In contrast, the price of the reported deal with Hamas for Gilad Shalit, who is still alive, is higher and harder to digest. The main problem is twofold. First, many of those appearing on the Hamas wish list of prisoners to be released are sentenced to particularly long terms given the heinousness of their crimes, but have yet to serve a substantial portion of their sentences. Second, once released they are liable to make significant contributions to the continued struggles of their organizations against Israel.

It is abundantly clear that Israel will have to pay a high price for the release of Shalit and that the negotiations taking place with Egyptian mediation are intended to contain the damages incurred by the deal, as Israel cannot escape from it unscathed. Therefore, all those who now insist on strict legalisms that would govern this extortion situation by Hamas ought to take into consideration current Israeli reality, the history of previous prisoner exchanges, and in particular, the significance of their arguments in relation to other basic values Israel is trying to preserve. There is no doubt that this is a difficult dilemma and a struggle between opposing just values. It is necessary both to examine the question of assuming responsibility and taking risks at present in an attempt to prevent the recurrence of such dilemmas in the future, and to examine every case on its own merits.

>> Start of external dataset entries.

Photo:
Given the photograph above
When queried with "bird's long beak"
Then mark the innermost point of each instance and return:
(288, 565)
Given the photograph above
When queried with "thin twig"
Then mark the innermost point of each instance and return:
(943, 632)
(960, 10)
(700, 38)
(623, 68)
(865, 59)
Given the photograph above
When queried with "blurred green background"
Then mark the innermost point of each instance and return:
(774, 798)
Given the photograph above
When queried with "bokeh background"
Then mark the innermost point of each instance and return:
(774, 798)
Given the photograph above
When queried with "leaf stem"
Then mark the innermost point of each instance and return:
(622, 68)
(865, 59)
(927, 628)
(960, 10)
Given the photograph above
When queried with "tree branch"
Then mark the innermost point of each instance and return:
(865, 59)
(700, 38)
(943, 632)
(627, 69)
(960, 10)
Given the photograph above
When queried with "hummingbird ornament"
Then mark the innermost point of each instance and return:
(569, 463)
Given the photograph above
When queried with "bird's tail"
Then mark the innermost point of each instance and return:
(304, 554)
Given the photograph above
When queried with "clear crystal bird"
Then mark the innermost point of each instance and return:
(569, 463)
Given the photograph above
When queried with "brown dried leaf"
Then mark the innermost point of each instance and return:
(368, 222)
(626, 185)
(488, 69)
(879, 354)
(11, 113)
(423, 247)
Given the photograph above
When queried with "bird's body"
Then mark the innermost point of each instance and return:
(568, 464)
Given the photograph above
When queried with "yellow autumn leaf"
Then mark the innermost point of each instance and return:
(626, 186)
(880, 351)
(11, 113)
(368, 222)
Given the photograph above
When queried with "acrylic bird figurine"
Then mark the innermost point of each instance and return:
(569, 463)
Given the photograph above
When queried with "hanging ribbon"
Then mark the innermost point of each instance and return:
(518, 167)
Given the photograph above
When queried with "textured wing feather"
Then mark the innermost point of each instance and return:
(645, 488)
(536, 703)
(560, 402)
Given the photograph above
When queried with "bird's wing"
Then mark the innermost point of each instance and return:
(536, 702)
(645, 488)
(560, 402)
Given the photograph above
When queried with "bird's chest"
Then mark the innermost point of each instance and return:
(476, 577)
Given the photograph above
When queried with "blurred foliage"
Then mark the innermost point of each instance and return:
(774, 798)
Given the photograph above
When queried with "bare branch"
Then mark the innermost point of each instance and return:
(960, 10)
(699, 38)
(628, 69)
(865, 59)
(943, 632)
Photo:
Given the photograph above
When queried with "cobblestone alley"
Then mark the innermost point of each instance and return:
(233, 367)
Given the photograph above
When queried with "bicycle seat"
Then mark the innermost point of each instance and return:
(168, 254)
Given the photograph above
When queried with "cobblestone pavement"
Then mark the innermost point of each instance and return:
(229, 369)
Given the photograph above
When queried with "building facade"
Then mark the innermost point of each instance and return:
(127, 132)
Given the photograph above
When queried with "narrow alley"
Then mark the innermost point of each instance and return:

Once the deal with Hamas is concluded, it would be appropriate to hold a serious public debate in Israel over dilemmas between principles and basic values on the one hand and security and political needs on the other, given the conduct of Israel’s enemies. It would be appropriate to examine Israel’s policy regarding release of prisoners, and the possibility of making prisoner release part of a comprehensive attempt to solve political issues that comprise the conflict between Israel and its enemies.

The opinions expressed in INSS publications are the authors’ alone.